Cittoggi_1Sempre per riflettere sul ruolo dell’informazione con l’avvocato Oreste Flamminii Minuto, ripubblichiamo un suo articolo apparso su L’Espresso il 6 luglio 2006.
Stampa e inchieste. Torna la voglia di censura. Ma l’informazione è un diritto dei cittadini. Parola di avvocato

Oreste Flamminii Minuto. L’ennesimo, inutile dibattito che si svolgerà il 4 luglio con la presenza del ministro della Giustizia Clemente Mastella verterà sui soliti stucchevoli temi: galera per i giornalisti che violano il segreto di indagine? Sanzioni comunque per gli stessi giornalisti per violazione del principio di “essenzialità” delle informazioni? Lasciare le cose come sono proibendo solo la pubblicazione delle intercettazioni?

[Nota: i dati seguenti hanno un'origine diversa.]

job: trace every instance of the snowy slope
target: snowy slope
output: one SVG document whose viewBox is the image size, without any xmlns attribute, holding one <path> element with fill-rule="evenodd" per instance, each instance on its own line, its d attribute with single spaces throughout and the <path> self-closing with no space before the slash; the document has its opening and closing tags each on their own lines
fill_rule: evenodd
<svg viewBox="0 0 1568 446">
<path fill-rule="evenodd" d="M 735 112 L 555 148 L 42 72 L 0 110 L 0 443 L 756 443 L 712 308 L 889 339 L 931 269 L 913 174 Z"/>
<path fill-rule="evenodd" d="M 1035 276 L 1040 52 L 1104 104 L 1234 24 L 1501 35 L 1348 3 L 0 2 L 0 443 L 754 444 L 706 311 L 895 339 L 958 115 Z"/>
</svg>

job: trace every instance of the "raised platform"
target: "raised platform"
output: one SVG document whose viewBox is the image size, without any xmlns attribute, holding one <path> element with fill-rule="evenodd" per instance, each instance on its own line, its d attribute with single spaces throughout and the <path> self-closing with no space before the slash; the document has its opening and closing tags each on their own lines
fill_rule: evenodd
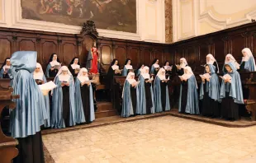
<svg viewBox="0 0 256 163">
<path fill-rule="evenodd" d="M 111 102 L 97 102 L 96 119 L 117 115 Z"/>
<path fill-rule="evenodd" d="M 227 121 L 227 120 L 221 119 L 210 119 L 207 117 L 202 117 L 201 115 L 183 114 L 178 113 L 178 109 L 173 109 L 171 111 L 168 111 L 168 112 L 157 113 L 157 114 L 149 114 L 149 115 L 137 115 L 135 117 L 129 117 L 129 118 L 121 118 L 119 115 L 104 117 L 104 118 L 96 119 L 96 120 L 90 124 L 80 124 L 80 125 L 76 125 L 71 128 L 58 128 L 58 129 L 45 129 L 42 131 L 42 134 L 50 134 L 50 133 L 55 133 L 59 132 L 66 132 L 66 131 L 70 131 L 70 130 L 93 128 L 93 127 L 113 124 L 113 123 L 125 123 L 125 122 L 140 120 L 140 119 L 144 119 L 156 118 L 159 116 L 180 117 L 183 119 L 189 119 L 192 120 L 201 121 L 204 123 L 220 125 L 220 126 L 228 127 L 228 128 L 246 128 L 246 127 L 256 125 L 256 121 L 251 121 L 250 119 L 241 119 L 239 120 L 232 122 L 232 121 Z"/>
</svg>

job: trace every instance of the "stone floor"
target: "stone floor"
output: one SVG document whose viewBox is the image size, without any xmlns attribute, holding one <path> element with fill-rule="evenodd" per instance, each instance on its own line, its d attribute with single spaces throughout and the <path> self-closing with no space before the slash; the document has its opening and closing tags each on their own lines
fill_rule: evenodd
<svg viewBox="0 0 256 163">
<path fill-rule="evenodd" d="M 256 162 L 256 126 L 164 116 L 43 136 L 56 163 Z"/>
</svg>

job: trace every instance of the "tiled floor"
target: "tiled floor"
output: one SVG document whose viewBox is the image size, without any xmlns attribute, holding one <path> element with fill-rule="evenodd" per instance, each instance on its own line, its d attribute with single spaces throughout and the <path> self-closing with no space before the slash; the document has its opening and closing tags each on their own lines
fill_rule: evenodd
<svg viewBox="0 0 256 163">
<path fill-rule="evenodd" d="M 256 127 L 173 116 L 43 136 L 55 162 L 256 162 Z"/>
</svg>

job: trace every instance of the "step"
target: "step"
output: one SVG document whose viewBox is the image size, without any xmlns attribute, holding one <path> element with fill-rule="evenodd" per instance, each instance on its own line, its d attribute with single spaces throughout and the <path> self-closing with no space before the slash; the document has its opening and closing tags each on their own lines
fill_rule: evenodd
<svg viewBox="0 0 256 163">
<path fill-rule="evenodd" d="M 111 102 L 97 102 L 97 111 L 104 111 L 104 110 L 112 110 L 113 105 Z"/>
<path fill-rule="evenodd" d="M 115 116 L 115 115 L 117 115 L 117 113 L 114 109 L 104 110 L 104 111 L 97 110 L 95 112 L 96 119 L 103 118 L 103 117 L 111 117 L 111 116 Z"/>
</svg>

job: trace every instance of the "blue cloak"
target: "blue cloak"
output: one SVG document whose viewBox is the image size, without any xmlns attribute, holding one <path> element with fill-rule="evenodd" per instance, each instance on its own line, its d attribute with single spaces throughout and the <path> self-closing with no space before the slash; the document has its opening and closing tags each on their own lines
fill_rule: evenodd
<svg viewBox="0 0 256 163">
<path fill-rule="evenodd" d="M 187 79 L 187 105 L 185 112 L 191 114 L 199 114 L 198 106 L 198 94 L 197 89 L 197 81 L 194 75 L 191 76 Z M 178 102 L 178 111 L 181 112 L 181 101 L 182 101 L 182 92 L 183 85 L 180 88 L 179 102 Z"/>
<path fill-rule="evenodd" d="M 75 81 L 75 92 L 74 92 L 75 109 L 76 109 L 75 119 L 76 119 L 77 123 L 81 123 L 85 122 L 80 86 L 81 86 L 81 82 L 78 79 L 78 77 L 77 77 Z M 90 86 L 90 114 L 91 114 L 90 121 L 92 122 L 95 119 L 93 94 L 92 94 L 92 85 L 90 85 L 89 86 Z"/>
<path fill-rule="evenodd" d="M 159 77 L 155 77 L 154 84 L 154 102 L 155 112 L 162 112 L 162 100 L 161 100 L 161 80 Z M 170 101 L 169 101 L 169 94 L 168 90 L 168 86 L 166 86 L 166 103 L 165 103 L 165 111 L 168 111 L 171 109 Z"/>
<path fill-rule="evenodd" d="M 91 69 L 92 67 L 92 49 L 88 51 L 88 57 L 86 58 L 86 68 L 88 70 Z"/>
<path fill-rule="evenodd" d="M 139 89 L 138 86 L 136 87 L 136 95 L 137 95 L 137 105 L 136 105 L 136 109 L 134 113 L 133 111 L 133 106 L 132 106 L 132 101 L 130 97 L 130 86 L 131 85 L 130 82 L 126 80 L 124 84 L 124 90 L 123 90 L 123 100 L 122 100 L 122 109 L 121 109 L 121 117 L 129 117 L 130 115 L 140 114 L 140 95 L 139 95 Z"/>
<path fill-rule="evenodd" d="M 214 100 L 220 101 L 220 83 L 219 83 L 219 77 L 216 73 L 216 67 L 212 64 L 208 64 L 211 71 L 211 78 L 210 82 L 206 82 L 206 83 L 201 83 L 200 89 L 200 100 L 203 99 L 203 95 L 205 94 L 203 86 L 206 84 L 206 93 L 209 94 L 209 97 Z"/>
<path fill-rule="evenodd" d="M 128 70 L 126 69 L 125 66 L 123 71 L 121 71 L 121 76 L 126 77 L 127 74 L 128 74 Z"/>
<path fill-rule="evenodd" d="M 149 74 L 154 74 L 154 67 L 152 65 L 151 68 L 150 68 L 150 71 L 149 71 Z"/>
<path fill-rule="evenodd" d="M 140 81 L 138 89 L 140 91 L 140 104 L 139 104 L 139 112 L 137 114 L 145 114 L 147 110 L 146 110 L 146 97 L 145 97 L 145 78 L 143 77 L 142 75 L 140 75 L 139 77 L 139 81 Z M 150 86 L 150 92 L 151 92 L 151 99 L 152 99 L 152 108 L 151 108 L 151 114 L 154 114 L 154 95 L 153 95 L 153 89 L 152 89 L 152 85 Z"/>
<path fill-rule="evenodd" d="M 12 54 L 9 72 L 12 78 L 16 109 L 11 112 L 10 131 L 12 137 L 26 137 L 40 131 L 45 123 L 46 109 L 44 95 L 34 80 L 32 72 L 36 67 L 36 52 L 20 51 Z"/>
<path fill-rule="evenodd" d="M 1 70 L 0 70 L 0 79 L 2 79 L 2 74 L 3 74 L 3 68 L 1 68 Z"/>
<path fill-rule="evenodd" d="M 241 64 L 242 64 L 242 62 L 241 62 Z M 256 68 L 254 66 L 254 57 L 252 57 L 252 56 L 249 57 L 249 60 L 244 62 L 244 69 L 247 69 L 249 72 L 255 72 L 256 71 Z"/>
<path fill-rule="evenodd" d="M 43 81 L 45 83 L 47 82 L 46 77 L 44 74 L 43 76 Z M 45 98 L 45 108 L 46 108 L 46 112 L 47 112 L 47 120 L 45 121 L 45 128 L 50 128 L 50 100 L 49 100 L 49 95 L 44 95 Z"/>
<path fill-rule="evenodd" d="M 136 72 L 136 76 L 140 76 L 140 69 L 138 69 L 138 71 L 137 71 L 137 72 Z"/>
<path fill-rule="evenodd" d="M 63 94 L 61 81 L 56 77 L 55 85 L 57 87 L 53 90 L 52 97 L 52 114 L 51 127 L 55 128 L 65 128 L 63 119 Z M 74 105 L 74 84 L 72 75 L 69 78 L 69 126 L 75 125 L 75 105 Z"/>
<path fill-rule="evenodd" d="M 228 65 L 232 69 L 232 72 L 229 72 L 228 74 L 232 77 L 231 83 L 224 82 L 222 80 L 220 98 L 223 99 L 225 97 L 225 92 L 230 91 L 230 96 L 233 97 L 234 102 L 237 104 L 244 104 L 244 97 L 243 97 L 243 89 L 241 84 L 240 75 L 237 72 L 235 66 L 233 63 L 228 63 Z"/>
<path fill-rule="evenodd" d="M 45 71 L 45 77 L 50 77 L 49 75 L 49 70 L 51 68 L 51 65 L 50 64 L 50 63 L 48 63 L 47 67 L 46 67 L 46 71 Z"/>
</svg>

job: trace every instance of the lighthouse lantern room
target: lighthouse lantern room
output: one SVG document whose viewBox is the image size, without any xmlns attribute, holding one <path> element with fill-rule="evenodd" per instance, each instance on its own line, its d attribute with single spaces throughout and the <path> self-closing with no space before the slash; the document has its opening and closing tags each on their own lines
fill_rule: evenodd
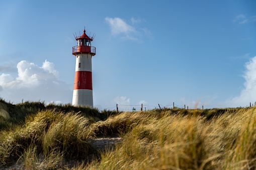
<svg viewBox="0 0 256 170">
<path fill-rule="evenodd" d="M 95 55 L 96 49 L 91 46 L 94 36 L 86 35 L 84 29 L 81 36 L 75 38 L 77 45 L 73 47 L 72 50 L 76 60 L 72 104 L 93 107 L 92 57 Z"/>
</svg>

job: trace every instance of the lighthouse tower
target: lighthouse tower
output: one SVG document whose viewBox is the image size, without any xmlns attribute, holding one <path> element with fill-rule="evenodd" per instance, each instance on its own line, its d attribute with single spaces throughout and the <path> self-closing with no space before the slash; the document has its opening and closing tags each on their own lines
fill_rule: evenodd
<svg viewBox="0 0 256 170">
<path fill-rule="evenodd" d="M 94 107 L 92 57 L 96 54 L 96 48 L 91 46 L 94 38 L 86 34 L 75 37 L 77 45 L 73 47 L 72 54 L 75 56 L 75 73 L 72 104 Z"/>
</svg>

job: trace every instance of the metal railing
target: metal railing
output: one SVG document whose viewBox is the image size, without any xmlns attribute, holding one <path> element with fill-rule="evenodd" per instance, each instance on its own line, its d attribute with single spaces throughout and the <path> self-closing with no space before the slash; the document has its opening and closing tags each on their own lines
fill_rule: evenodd
<svg viewBox="0 0 256 170">
<path fill-rule="evenodd" d="M 96 54 L 96 48 L 95 47 L 87 46 L 78 46 L 73 47 L 72 54 L 75 55 L 77 53 L 86 53 L 91 54 L 94 56 Z"/>
</svg>

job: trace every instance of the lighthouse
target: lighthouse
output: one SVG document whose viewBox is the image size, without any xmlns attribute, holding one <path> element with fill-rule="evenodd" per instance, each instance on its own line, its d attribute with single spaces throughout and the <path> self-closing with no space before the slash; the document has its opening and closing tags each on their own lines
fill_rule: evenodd
<svg viewBox="0 0 256 170">
<path fill-rule="evenodd" d="M 75 73 L 72 104 L 94 107 L 92 57 L 95 55 L 96 48 L 91 46 L 94 37 L 83 34 L 75 36 L 77 45 L 73 47 L 72 54 L 75 56 Z"/>
</svg>

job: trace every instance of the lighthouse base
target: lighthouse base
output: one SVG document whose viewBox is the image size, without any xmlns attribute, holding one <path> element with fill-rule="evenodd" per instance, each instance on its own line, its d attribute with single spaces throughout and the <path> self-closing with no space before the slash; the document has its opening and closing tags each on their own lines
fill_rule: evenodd
<svg viewBox="0 0 256 170">
<path fill-rule="evenodd" d="M 93 90 L 87 89 L 74 90 L 72 104 L 75 106 L 83 105 L 93 107 Z"/>
</svg>

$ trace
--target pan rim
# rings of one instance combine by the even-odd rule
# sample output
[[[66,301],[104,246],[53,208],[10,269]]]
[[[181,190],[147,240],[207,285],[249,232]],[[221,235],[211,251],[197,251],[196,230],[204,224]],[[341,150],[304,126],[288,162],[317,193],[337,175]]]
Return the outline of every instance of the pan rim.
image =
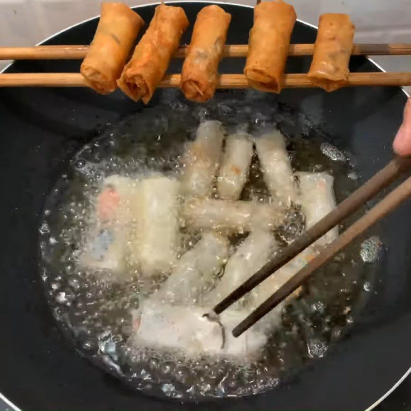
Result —
[[[237,3],[232,2],[224,2],[224,1],[211,1],[211,0],[184,0],[184,3],[204,3],[204,4],[209,4],[209,3],[213,3],[213,4],[220,4],[220,5],[230,5],[230,6],[234,6],[236,7],[244,7],[248,9],[252,9],[254,8],[254,6],[250,5],[246,5],[242,4],[240,3]],[[173,3],[181,3],[181,0],[171,0],[171,1],[167,1],[167,4],[173,4]],[[157,5],[160,4],[160,2],[153,2],[152,3],[148,3],[144,4],[139,4],[136,6],[130,6],[132,9],[139,9],[142,7],[148,7],[148,6],[155,6]],[[48,37],[46,38],[46,39],[43,39],[41,41],[39,42],[39,43],[36,43],[35,46],[39,46],[41,45],[43,43],[50,40],[53,38],[58,36],[65,31],[67,31],[68,30],[70,30],[72,28],[74,28],[78,26],[80,26],[82,24],[84,23],[87,23],[88,22],[91,21],[92,20],[95,20],[96,18],[98,18],[100,16],[100,14],[97,14],[95,15],[92,17],[89,17],[88,18],[85,19],[83,20],[81,22],[79,22],[78,23],[74,23],[70,26],[67,26],[61,30],[59,30],[59,31],[54,33],[53,34],[51,34],[51,35],[49,36]],[[315,29],[317,30],[318,29],[318,26],[316,26],[314,24],[312,24],[309,23],[307,22],[306,22],[304,20],[302,20],[301,19],[297,18],[297,21],[299,23],[302,23],[303,24],[310,27],[312,28]],[[365,58],[368,61],[369,61],[371,64],[374,65],[376,67],[377,67],[379,70],[383,72],[386,72],[386,71],[380,66],[378,63],[375,62],[373,60],[371,59],[368,56],[365,56]],[[3,73],[5,71],[6,71],[7,69],[8,69],[14,62],[14,61],[12,61],[9,64],[8,64],[6,67],[5,67],[3,69],[0,70],[0,73]],[[407,98],[410,98],[411,95],[410,93],[409,93],[406,90],[404,89],[403,87],[399,87],[402,92],[405,95],[405,96]],[[382,402],[384,400],[385,400],[388,396],[389,396],[395,389],[404,381],[404,380],[410,375],[411,374],[411,366],[410,366],[409,368],[407,369],[407,371],[399,379],[399,380],[396,382],[392,387],[391,387],[389,389],[388,389],[385,394],[384,394],[380,398],[377,399],[373,403],[371,404],[369,407],[365,408],[365,411],[370,411],[371,410],[375,408],[377,405],[378,405],[381,402]],[[14,411],[23,411],[21,408],[20,408],[18,406],[15,405],[13,402],[10,401],[9,399],[7,398],[3,393],[0,391],[0,400],[3,401],[6,404],[10,407]]]

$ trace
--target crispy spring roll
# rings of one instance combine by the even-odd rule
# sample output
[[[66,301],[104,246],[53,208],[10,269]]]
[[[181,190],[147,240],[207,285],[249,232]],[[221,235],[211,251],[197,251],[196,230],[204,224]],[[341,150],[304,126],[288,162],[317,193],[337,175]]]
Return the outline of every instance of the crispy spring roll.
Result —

Abrogare il principio di desegretazione progressiva degli atti del processo penale e ristabilire tout court il vecchio regime che tutelava il segreto istruttorio del vecchio codice fino all’apertura del dibattimento? A tutte queste domande da oltre dieci anni si danno risposte che si limitano al “sì” o al “no”, quasi fosse una risposta referendaria, senza minimamente affrontare il problema relativo al ruolo dell’informazione in una democrazia avanzata e pluralista. Per capire di cosa si tratta, è opportuno ricordare a chi ci governa, a chi ci rappresenta e – perché no – agli uomini di cultura del nostro paese che fanno in realtà la professione di “convegnisti a vita”, cosa accadde negli Stati Uniti, quando l’analista della Cia Daniel Ellsberg nel 1971, “per fatto di coscienza”, passò le Carte del Pentagono al “New York Times” e al “Washington Post”. Per coloro che partecipano a questi dibattiti, senza evidentemente sapere di cosa si stia parlando, la vicenda di Ellsberg potrebbe essere foriera di riflessione. Questo Ellsberg aveva pazientemente fotocopiato 47 faldoni di documenti che rivelavano come l’incidente del Golfo del Tonchino non si fosse mai verificato e la sua falsa costruzione era stata il pretesto per l’intervento armato Usa in Vietnam. Il senatore Fullbright, capo dell’opposizione democratica, al quale Ellsberg aveva portato quei documenti, disse che non poteva utilizzarli al Congresso in quanto la rivelazione contenuta in quelle carte poteva incriminarlo per alto tradimento, dato lo stato di guerra in vigore.